Sunday, December 8, 2019 at 10:00 AM CDT
Art & Design with Tradition & Innovation
Sale 121 Lot 44
Christo & Jeanne-Claude
(Bulgarian/American, b. 1935) (French/American, 1935-2009)
Packed Coast (Project for Little Bay, at Prince Henry Hospital, Sydney, Australia), 1969
pencil, fabric, thread, twine, wax crayon, charcoal and map collage
signed Christo and dated 1969 in graphite, lower left
43 13/16" x 27 7/8"
Provenance: Acquired directly from the Artist, 1969
Thence by descent to present owner
Literature: Kaldor, John. Christo: Wrapped Coast, One Million Square Feet, Little Bay, 1969, christojeanneclaude.net, 2019
Tolnay, Alexander, and David Bourdon, Christo and Jeanne-Claude: Early Works 1958-1969 (Taschen Specials), Taschen, 2001, p. 260, pl. 396
Other Notes: Wrapped Coast
One Million Square Feet, Little Bay, Sydney, Australia
Little Bay, property of Prince Henry Hospital, is located 9 miles (14.5 kilometers) southeast of the center of Sydney, Australia.
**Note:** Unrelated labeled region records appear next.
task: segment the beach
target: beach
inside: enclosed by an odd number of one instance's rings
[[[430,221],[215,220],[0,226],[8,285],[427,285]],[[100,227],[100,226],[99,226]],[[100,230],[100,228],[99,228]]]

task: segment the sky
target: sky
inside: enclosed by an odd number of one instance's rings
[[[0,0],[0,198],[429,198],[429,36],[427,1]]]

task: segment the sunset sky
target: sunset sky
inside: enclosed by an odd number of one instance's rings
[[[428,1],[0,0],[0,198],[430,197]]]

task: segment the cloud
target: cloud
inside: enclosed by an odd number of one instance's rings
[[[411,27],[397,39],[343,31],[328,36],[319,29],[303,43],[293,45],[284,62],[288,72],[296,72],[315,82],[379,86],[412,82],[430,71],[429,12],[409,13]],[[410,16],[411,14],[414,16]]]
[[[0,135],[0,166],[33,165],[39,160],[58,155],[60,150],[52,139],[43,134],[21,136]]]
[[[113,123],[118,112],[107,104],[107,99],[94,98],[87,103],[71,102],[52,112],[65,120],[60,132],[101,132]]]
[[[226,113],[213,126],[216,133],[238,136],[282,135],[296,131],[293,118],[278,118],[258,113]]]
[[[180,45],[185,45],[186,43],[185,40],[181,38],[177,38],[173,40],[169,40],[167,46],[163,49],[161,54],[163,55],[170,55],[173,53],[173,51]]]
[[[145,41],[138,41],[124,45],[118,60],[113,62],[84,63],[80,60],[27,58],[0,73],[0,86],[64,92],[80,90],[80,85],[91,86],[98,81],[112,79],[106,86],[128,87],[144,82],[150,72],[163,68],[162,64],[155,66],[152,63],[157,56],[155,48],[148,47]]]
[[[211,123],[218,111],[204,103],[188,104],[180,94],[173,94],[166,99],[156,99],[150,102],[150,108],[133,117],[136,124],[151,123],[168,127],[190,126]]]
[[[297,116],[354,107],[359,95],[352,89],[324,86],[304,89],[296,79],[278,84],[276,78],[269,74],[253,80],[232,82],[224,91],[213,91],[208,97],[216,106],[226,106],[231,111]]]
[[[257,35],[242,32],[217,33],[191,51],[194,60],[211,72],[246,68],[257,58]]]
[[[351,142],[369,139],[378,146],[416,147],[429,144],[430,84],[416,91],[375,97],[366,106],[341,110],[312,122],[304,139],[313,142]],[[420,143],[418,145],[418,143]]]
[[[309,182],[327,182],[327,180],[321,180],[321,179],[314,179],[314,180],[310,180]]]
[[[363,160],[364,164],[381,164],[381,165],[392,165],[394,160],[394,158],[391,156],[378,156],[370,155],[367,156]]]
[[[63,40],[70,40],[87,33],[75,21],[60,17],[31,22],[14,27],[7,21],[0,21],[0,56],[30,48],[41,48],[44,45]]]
The cliff-lined South Pacific Ocean shore area that was wrapped is approximately 1.5 miles (2.4 kilometers) long, 150 to 800 feet (46 to 244 meters) wide, 85 feet (26 meters) high at the northern cliffs and was at sea level at the southern sandy beach.
One million square feet (92,900 square meters) of erosion-control fabric (synthetic woven fiber usually manufactured for agricultural purposes) were used for the wrapping. 35 miles (56.3 kilometers) of polypropylene rope, 0.6 inches (1.5 centimeters) in diameter, tied the fabric to the rocks. Ramset guns fired 25,000 charges of fasteners, threaded studs and clips to secure the rope to the rocks.
Major Ninian Melville, retired from Australia's Army Corps of Engineers, was in charge of the climbers and workers at the site. 17,000 labor hours, over a period of four weeks, were expended by 15 professional mountain climbers, 110 workers (architecture and art students from the University of Sydney and East Sydney Technical College), as well as a number of Australian artists and teachers. All climbers and workers were paid, with the exception of 11 architecture students who refused payment.
The project was financed entirely by Christo and Jeanne-Claude through the sale of their original preparatory drawings, collages, scale models, early Packages and Wrapped Objects of the 1950s and 1960s and lithographs. The artists have never accepted sponsorships of any kind.
The coast remained wrapped for a period of 10 weeks starting on October 28, 1969. Then all materials were removed and recycled and the site was returned to its original condition.